Y esta Palabra se vuelve especialmente consoladora hoy, cuando nuestra intención orante es por los difuntos. Porque si Cristo es el Hijo vencedor, si el Padre lo ha glorificado, y si el Espíritu da testimonio de Él, entonces también nuestra esperanza respecto a los difuntos tiene un fundamento sólido. Nosotros no oramos por ellos desde la desesperación, sino desde la fe en Cristo resucitado.

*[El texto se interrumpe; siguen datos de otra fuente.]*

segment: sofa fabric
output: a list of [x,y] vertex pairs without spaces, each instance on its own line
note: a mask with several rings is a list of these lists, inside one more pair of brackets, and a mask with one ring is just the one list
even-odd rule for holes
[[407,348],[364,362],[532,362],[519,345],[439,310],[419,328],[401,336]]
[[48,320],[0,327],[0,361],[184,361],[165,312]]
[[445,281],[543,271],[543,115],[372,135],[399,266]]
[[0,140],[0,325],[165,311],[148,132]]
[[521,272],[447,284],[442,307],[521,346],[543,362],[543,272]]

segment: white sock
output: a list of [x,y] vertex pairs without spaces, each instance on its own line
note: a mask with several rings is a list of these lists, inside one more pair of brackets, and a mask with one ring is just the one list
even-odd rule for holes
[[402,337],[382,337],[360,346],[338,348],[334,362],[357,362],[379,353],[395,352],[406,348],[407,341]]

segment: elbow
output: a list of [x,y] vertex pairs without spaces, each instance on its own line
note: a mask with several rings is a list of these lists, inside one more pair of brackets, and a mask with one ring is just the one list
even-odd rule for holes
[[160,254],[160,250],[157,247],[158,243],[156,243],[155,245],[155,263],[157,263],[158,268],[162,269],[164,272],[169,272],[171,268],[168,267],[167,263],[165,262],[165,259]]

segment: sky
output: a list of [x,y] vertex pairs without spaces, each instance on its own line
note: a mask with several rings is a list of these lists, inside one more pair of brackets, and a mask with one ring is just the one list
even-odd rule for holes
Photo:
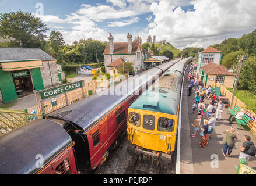
[[256,29],[255,0],[0,0],[0,13],[21,10],[39,17],[65,42],[80,38],[142,43],[148,35],[180,49],[206,48]]

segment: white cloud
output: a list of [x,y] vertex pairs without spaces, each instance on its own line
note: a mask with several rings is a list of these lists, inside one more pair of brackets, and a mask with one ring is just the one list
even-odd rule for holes
[[65,23],[64,19],[60,19],[58,16],[52,15],[41,15],[34,14],[36,17],[39,17],[42,21],[47,23]]
[[139,20],[139,17],[136,17],[135,18],[132,18],[129,20],[125,20],[124,22],[110,22],[110,24],[108,25],[109,27],[121,27],[129,25],[131,24],[134,24],[137,23]]
[[155,24],[149,24],[149,34],[180,47],[195,44],[206,47],[226,37],[241,36],[256,27],[255,1],[194,0],[187,3],[193,5],[195,10],[185,12],[169,0],[153,3],[150,9],[155,16]]
[[106,0],[107,3],[111,3],[115,6],[125,8],[126,6],[125,0]]
[[150,22],[153,19],[152,16],[150,15],[149,16],[148,16],[147,18],[146,18],[146,19],[147,20],[148,22]]

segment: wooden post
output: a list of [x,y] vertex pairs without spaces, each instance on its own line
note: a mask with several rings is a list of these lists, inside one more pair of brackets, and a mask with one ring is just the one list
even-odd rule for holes
[[41,110],[42,110],[42,112],[44,112],[45,113],[45,110],[44,110],[44,105],[43,100],[40,101],[40,105],[41,105]]
[[82,83],[82,95],[83,96],[83,99],[85,98],[85,90],[83,90],[83,88],[85,88],[85,80],[83,80]]
[[68,103],[68,95],[66,94],[66,92],[65,92],[65,99],[66,100],[66,105],[69,105]]

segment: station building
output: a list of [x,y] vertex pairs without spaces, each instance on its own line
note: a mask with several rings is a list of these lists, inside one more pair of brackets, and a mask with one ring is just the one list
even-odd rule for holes
[[136,37],[135,41],[132,42],[132,36],[128,33],[127,42],[114,42],[114,37],[110,33],[109,42],[107,44],[103,52],[104,65],[106,73],[110,73],[112,66],[110,65],[118,59],[120,57],[125,62],[132,62],[134,66],[134,74],[138,74],[142,71],[143,68],[143,60],[145,55],[142,51],[142,40]]
[[148,70],[156,66],[163,64],[163,63],[167,62],[169,60],[169,58],[164,56],[153,56],[144,60],[143,62],[144,63],[145,70]]
[[204,65],[201,68],[202,80],[205,86],[212,85],[219,82],[225,87],[233,87],[234,83],[236,74],[229,71],[225,66],[211,63]]
[[202,71],[200,71],[200,69],[204,65],[211,63],[220,64],[222,53],[223,52],[219,50],[218,47],[216,49],[212,46],[208,47],[206,49],[199,52],[197,66],[198,74],[202,75]]
[[39,48],[0,47],[0,102],[58,85],[63,73],[56,59]]

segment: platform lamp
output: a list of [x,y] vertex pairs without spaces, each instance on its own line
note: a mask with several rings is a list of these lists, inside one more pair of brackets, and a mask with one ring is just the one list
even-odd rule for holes
[[237,59],[239,59],[239,69],[237,70],[236,77],[234,78],[234,87],[233,89],[233,94],[232,94],[232,97],[231,98],[231,100],[230,100],[230,104],[229,105],[229,109],[230,109],[232,108],[233,102],[234,101],[234,93],[236,92],[236,87],[237,86],[237,83],[239,81],[238,80],[239,80],[239,74],[240,73],[240,70],[241,70],[241,67],[242,65],[243,65],[243,62],[244,61],[244,60],[248,59],[248,56],[239,55],[237,56]]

Nuestros seres queridos han partido de este mundo, pero no han caído en la nada. Han sido confiados a las manos del Padre. La muerte sigue siendo dolorosa para nosotros, pero ya no es una puerta cerrada sin salida. En Cristo, la muerte ha sido atravesada por la vida. En Cristo, la tumba no es el final. En Cristo, la esperanza sigue en pie.

Quizá hoy alguno lleva en el alma el peso de una ausencia, el recuerdo de una madre, de un padre, de un hermano, de un amigo, de un benefactor. Pues bien, la liturgia de hoy nos invita a poner ese dolor dentro del misterio de Dios. El Padre no abandona. El Hijo ha vencido la muerte. El Espíritu sigue consolando y sosteniendo a la Iglesia.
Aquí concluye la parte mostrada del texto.